Presencialidade garante direitos fundamentais
“Um juiz ou juíza podem decidir melhor quando sabem com quem lidam, quem são as pessoas que se apresentam, e quando sabem com base em anamnese social: quem são, como ali chegaram. Tudo isso faz entender melhor a repercussão da Justiça sobre essas pessoas”, explicou o ministro. Ele ressaltou ainda a importância da presencialidade “para identificar indícios de eventuais maus tratos e, quiçá, até mesmo tortura e realização do exame de corpo de delito prévio”.
Durante o evento, foram distribuídos exemplares do Manual de Proteção Social na Audiência de Custódia, publicação que detalha o funcionamento da metodologia da APEC e foi lançada pelo CNJ em 2020. O material serve como guia para profissionais que atuam nessas unidades, estabelecendo protocolos e procedimentos padronizados.

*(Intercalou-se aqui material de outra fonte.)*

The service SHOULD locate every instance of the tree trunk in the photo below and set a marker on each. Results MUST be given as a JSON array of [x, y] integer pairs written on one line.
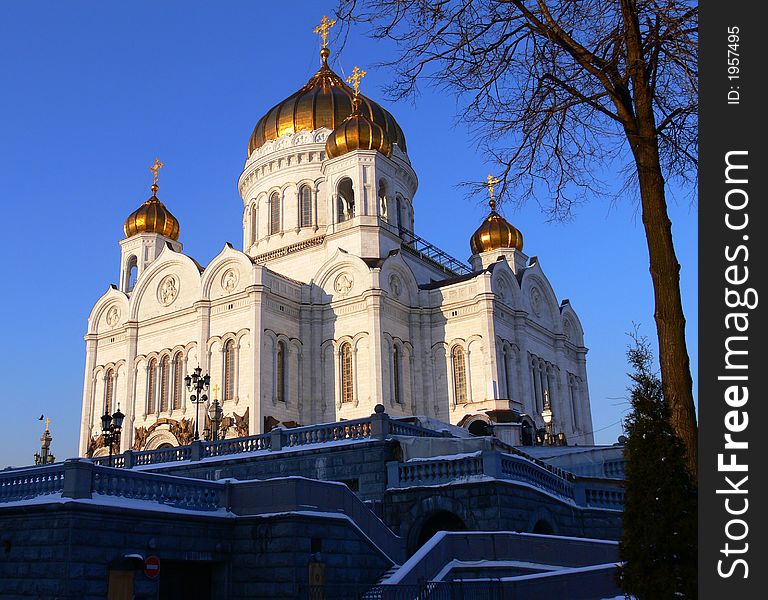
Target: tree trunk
[[665, 270], [670, 321]]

A nova unidade da APEC em Bauru funcionará junto à Vara de Garantias e será mantida por meio de parceria entre o Tribunal de Justiça de São Paulo (TJ-SP) e o poder público local. No mesmo evento, também foram instaladas duas varas especializadas em violência doméstica, ampliando a estrutura de enfrentamento à violência de gênero no estado de São Paulo e demonstrando o compromisso do Judiciário com a proteção de grupos vulneráveis.